China holds around $1 trillion worth of these depreciating dollars and has set up its first swf, which is currently capitalized at $200 billion. Middle Eastern nations also hold hundreds of billions of U.S. dollars. So do the Russians.
It is estimated that current swfs hold $2.5 trillion available to be deployed. Just China’s “$1 trillion on hand … is enough to buy a controlling interest in all 30 of the Dow Jones industrials,” noted the Daily Reckoning (May 29, 2007). That includes Boeing, ExxonMobil, Citigroup, General Electric, Microsoft, JP Morgan Chase, Wal-Mart, General Motors, plus 22 more of America’s biggest and best companies.
Because the dollar has fallen so much, American companies and infrastructure have become favorite targets of these swfs.
And the Europeans—well, they have a euro that now buys one and a half dollars, which is 80 percent more than it did at its low seven years ago. So they get a pretty good deal by investing in the U.S. too.
During 2006, foreigners spent $147.8 billion snapping up U.S. businesses, up 77 percent from 2005. According to the United States Department of Commerce, Europeans led the way, spending an astounding $109.9 billion—almost twice what they did in 2005.

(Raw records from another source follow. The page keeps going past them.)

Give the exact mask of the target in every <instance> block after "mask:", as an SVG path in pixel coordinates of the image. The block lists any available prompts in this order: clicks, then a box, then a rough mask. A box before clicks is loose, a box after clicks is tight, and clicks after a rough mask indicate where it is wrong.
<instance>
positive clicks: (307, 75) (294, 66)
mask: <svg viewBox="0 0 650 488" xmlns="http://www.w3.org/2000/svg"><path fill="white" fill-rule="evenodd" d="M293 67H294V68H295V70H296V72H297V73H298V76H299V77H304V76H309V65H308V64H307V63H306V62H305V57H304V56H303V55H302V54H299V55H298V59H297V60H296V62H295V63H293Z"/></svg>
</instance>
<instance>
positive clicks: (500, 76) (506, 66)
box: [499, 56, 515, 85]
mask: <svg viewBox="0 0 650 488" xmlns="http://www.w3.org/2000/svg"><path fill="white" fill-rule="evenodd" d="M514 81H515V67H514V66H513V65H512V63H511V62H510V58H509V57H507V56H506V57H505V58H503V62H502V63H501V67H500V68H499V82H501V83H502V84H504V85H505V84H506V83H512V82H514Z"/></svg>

Although year-end data for 2007 is not yet available, with the dollar falling as fast as it is, the takeover trend will probably continue. In November, Abu Dhabi spent $7.5 billion purchasing a 4.9 percent stake in America’s largest banking conglomerate (Citigroup) becoming Citi’s largest shareholder. Saudi billionaire Prince Alwaleed Bin Tala is said to be
Citigroup’s third-largest shareholder.
In October, China’s Citic Securities announced it had acquired a 6 percent stake in America’s fifth-biggest securities firm—Bear Stearns Cos. In May, the state-controlled Saudi Basic Industries Corp. agreed to buy the plastics unit of General Electric Inc. (an essential supplier to the U.S. military). The list goes on and on.
All told in 2007, as of this writing, some 800 U.S.-owned companies were subject to foreign buyouts.